From: Qu Wenruo <quwenruo.btrfs@gmx.com>
To: fdmanana@gmail.com, Qu Wenruo <wqu@suse.com>
Cc: linux-btrfs <linux-btrfs@vger.kernel.org>,
Martin Doucha <martin.doucha@suse.com>,
Anand Jain <anand.jain@oracle.com>
Subject: Re: [PATCH] btrfs: Allow btrfs_truncate_block() to fallback to nocow for data space reservation
Date: Thu, 30 Jan 2020 18:36:28 +0800 [thread overview]
Message-ID: <8341b76f-bcbe-f2b9-d8b0-cfcd0006a47c@gmx.com> (raw)
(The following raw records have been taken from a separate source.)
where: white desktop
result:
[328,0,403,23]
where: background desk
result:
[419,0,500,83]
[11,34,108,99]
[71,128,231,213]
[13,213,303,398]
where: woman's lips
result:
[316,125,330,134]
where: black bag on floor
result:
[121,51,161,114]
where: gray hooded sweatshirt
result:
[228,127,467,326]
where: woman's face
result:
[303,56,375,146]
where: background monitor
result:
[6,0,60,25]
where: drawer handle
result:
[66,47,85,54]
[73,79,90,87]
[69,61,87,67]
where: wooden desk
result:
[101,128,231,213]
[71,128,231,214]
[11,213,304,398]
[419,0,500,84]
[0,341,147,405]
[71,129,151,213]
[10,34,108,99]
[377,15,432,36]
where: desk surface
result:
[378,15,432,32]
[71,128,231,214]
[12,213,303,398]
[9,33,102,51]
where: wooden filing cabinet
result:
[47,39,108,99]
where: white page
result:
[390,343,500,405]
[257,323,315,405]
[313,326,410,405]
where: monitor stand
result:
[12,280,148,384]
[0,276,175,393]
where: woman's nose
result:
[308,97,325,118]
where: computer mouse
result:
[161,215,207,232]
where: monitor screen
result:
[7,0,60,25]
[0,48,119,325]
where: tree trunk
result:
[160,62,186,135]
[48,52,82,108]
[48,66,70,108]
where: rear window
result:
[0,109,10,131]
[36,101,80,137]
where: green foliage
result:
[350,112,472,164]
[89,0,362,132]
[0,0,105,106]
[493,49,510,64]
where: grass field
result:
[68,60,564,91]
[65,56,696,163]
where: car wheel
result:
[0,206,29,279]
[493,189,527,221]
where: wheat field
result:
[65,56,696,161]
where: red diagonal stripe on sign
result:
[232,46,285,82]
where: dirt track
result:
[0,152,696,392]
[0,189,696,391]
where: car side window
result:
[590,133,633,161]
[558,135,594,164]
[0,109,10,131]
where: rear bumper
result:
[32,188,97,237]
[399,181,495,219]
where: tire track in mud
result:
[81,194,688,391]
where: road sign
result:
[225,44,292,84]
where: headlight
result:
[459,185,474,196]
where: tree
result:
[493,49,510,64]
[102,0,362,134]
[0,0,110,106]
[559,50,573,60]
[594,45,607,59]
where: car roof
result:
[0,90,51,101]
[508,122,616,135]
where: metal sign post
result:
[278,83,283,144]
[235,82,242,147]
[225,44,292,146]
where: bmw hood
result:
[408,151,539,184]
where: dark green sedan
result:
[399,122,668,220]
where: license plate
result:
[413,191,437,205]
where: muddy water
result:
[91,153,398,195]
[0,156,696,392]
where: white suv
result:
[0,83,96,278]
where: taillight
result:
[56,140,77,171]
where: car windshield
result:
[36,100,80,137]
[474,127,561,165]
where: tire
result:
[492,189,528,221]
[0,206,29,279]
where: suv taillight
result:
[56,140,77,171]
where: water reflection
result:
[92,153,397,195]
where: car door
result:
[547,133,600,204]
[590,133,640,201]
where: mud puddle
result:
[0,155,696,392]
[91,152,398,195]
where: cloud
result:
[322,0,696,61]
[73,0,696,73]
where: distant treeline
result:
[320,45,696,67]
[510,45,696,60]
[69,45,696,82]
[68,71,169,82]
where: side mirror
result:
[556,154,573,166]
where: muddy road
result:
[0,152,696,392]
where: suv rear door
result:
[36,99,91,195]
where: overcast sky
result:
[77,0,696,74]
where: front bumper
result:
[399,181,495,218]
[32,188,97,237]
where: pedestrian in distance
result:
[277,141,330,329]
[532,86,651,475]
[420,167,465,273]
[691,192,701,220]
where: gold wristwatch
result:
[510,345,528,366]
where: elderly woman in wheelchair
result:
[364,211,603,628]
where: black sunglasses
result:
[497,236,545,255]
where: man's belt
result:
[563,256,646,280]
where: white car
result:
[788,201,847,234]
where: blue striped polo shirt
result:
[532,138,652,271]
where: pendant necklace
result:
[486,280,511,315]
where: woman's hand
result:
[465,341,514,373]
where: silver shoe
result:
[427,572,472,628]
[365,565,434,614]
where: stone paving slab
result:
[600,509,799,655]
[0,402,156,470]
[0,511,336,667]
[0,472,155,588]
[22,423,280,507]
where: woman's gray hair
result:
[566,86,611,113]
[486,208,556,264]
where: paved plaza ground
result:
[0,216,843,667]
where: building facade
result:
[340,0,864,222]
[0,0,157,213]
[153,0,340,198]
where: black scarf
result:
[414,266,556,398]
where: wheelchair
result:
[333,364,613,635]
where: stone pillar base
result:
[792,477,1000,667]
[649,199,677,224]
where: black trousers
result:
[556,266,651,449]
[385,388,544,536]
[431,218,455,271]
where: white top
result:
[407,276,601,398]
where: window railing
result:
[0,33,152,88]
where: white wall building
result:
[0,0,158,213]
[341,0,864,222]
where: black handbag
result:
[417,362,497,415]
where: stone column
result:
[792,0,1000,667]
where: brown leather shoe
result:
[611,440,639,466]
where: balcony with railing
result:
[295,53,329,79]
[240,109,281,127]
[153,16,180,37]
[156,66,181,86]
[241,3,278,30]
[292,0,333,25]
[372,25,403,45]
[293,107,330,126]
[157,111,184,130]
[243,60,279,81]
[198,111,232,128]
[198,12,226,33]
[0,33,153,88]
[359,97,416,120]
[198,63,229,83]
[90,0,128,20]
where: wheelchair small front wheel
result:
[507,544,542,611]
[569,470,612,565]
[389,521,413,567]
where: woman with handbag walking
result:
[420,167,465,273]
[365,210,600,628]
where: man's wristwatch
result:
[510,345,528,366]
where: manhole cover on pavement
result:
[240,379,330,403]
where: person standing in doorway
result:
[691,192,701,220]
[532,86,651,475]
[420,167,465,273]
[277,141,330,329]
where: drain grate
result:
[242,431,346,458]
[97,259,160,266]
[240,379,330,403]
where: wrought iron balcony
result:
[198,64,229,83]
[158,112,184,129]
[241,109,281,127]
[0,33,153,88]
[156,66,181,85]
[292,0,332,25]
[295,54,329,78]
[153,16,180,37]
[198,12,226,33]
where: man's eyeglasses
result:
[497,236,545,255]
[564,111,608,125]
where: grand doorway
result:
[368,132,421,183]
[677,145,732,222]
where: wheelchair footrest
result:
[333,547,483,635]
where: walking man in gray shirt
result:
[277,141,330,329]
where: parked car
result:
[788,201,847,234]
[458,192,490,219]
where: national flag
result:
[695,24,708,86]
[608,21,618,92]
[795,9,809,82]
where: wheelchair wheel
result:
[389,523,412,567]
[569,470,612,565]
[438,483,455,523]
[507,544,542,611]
In-Reply-To: <CAL3q7H4ODcwn7LVm=P3BBL7zd3wGRB_Vtr_KNk_2MysNNwgqcQ@mail.gmail.com>
[-- Attachment #1.1: Type: text/plain, Size: 9281 bytes --]
On 2020/1/30 下午6:02, Filipe Manana wrote:
> On Thu, Jan 30, 2020 at 5:30 AM Qu Wenruo <wqu@suse.com> wrote:
>>
>> [BUG]
>> When the data space is exhausted, even the inode has NOCOW attribute,
>> btrfs will still refuse to truncate unaligned range due to ENOSPC.
>>
>> The following script can reproduce it pretty easily:
>> #!/bin/bash
>>
>> dev=/dev/test/test
>> mnt=/mnt/btrfs
>>
>> umount $dev &> /dev/null
>> umount $mnt&> /dev/null
>>
>> mkfs.btrfs -f $dev -b 1G
>> mount -o nospace_cache $dev $mnt
>> touch $mnt/foobar
>> chattr +C $mnt/foobar
>>
>> xfs_io -f -c "pwrite -b 4k 0 4k" $mnt/foobar > /dev/null
>> xfs_io -f -c "pwrite -b 4k 0 1G" $mnt/padding &> /dev/null
>> sync
>>
>> xfs_io -c "fpunch 0 2k" $mnt/foobar
>> umount $mnt
>>
>> Current btrfs will fail at the fpunch part.
>>
>> [CAUSE]
>> Because btrfs_truncate_block() always reserve space without checking the
>> NOCOW attribute.
>>
>> Since the writeback path follows NOCOW bit, we only need to bother the
>> space reservation code in btrfs_truncate_block().
>>
>> [FIX]
>> Make btrfs_truncate_block() to follow btrfs_buffered_write() to try to
>> reserve data space first, and falls back to NOCOW check only when we
>> don't have enough space.
>>
>> Such always-try-reserve is an optimization introduced in
>> btrfs_buffered_write(), to avoid expensive btrfs_check_can_nocow() call.
>>
>> Since now check_can_nocow() is needed outside of inode.c, also export it
>> and rename it to btrfs_check_can_nocow().
>>
>> Reported-by: Martin Doucha <martin.doucha@suse.com>
>> Signed-off-by: Qu Wenruo <wqu@suse.com>
>> ---
>> Test case will be submitted to fstests by the reporter.
>
> Well, this is a sudden change of mind, isn't it? :)
>
> We had btrfs/172, which you removed very recently, that precisely tested this:
>
> https://git.kernel.org/pub/scm/fs/xfs/xfstests-dev.git/commit/?id=538d8a4bcc782258f8f95fae815d5e859dee9126
I didn't notice the nodatacow mount option. Super duper big facepalm.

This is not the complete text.